Potrebbe diventare linea d’intervento politico. Soprattutto ora che arriveranno i fondi del Recovery per l’ambiente. I rappresentati politici ciociari l’hanno ignorata: è più facile soffiare sul fuoco della paura che esporsi, metterci la faccia e spiegare ai cittadini come riciclare i rifiuti.

Mancano visione, strategia, programmi e progetti di medio e lungo respiro.

Ed è emblematico che solo a Roccasecca, sede di quella che ormai si avvia ad essere la seconda discarica per grandezza del Lazio dopo Malagrotta, abbiano invece coraggiosamente puntato su quella che è l’unica vera e concreta iniziativa di sviluppo e risarcimento del nostro territorio: l’economia circolare.

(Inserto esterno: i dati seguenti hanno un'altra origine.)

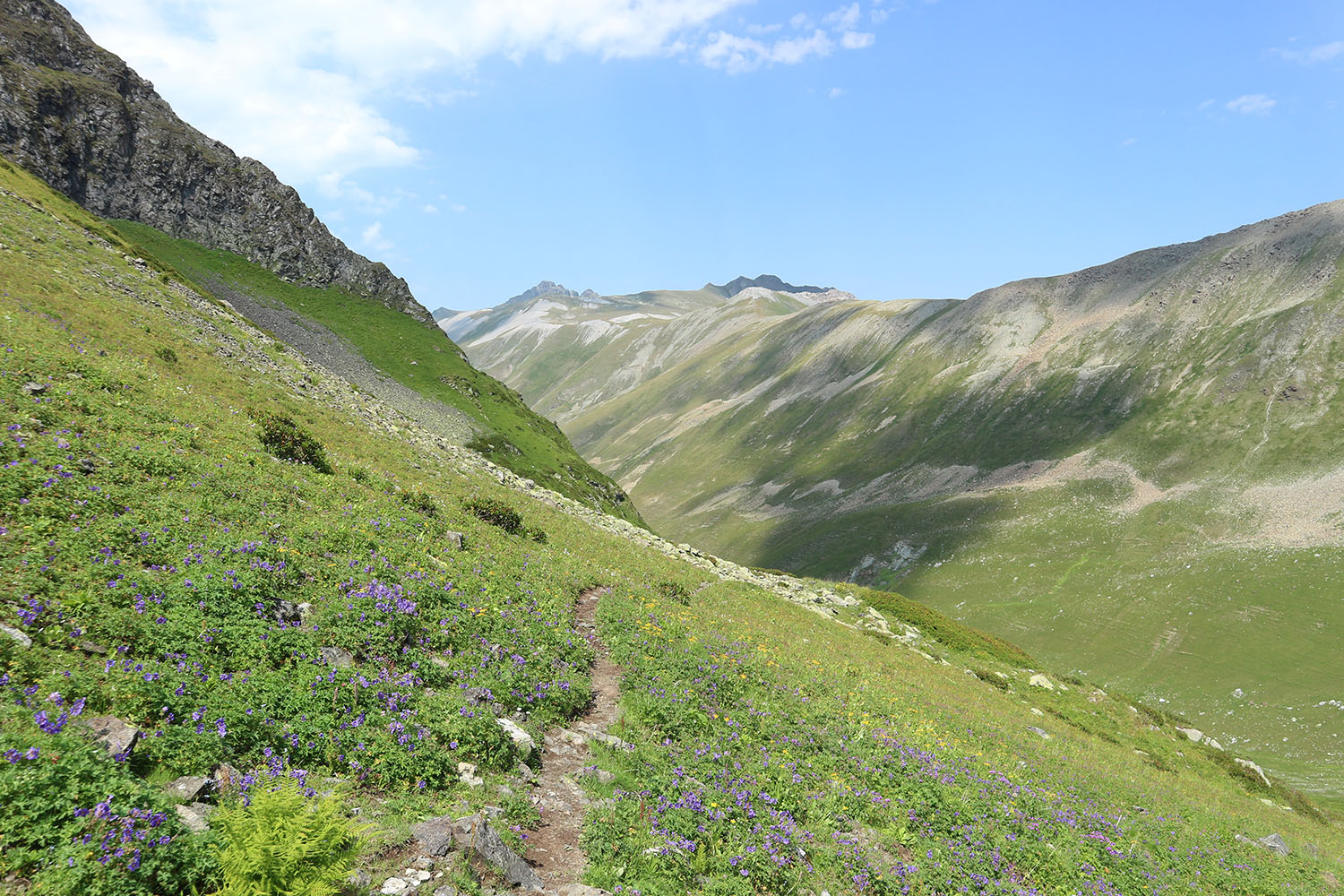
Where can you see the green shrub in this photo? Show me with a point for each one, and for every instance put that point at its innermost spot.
(674, 591)
(421, 501)
(496, 513)
(288, 441)
(282, 842)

Nelle prossime ore ci sarà la firma di Enea sotto al protocollo d’intesa con Comune di Roccasecca, Cosilam, Università di Cassino.

Il nuovo modello di sviluppo è fondato sul recupero delle vocazioni agricole, sulla produzione di nuovi materiali derivati dalla canapa, il riciclo e recupero diventerà una realtà.

Aspettano il Recovery. Altro che sindrome di Nimby.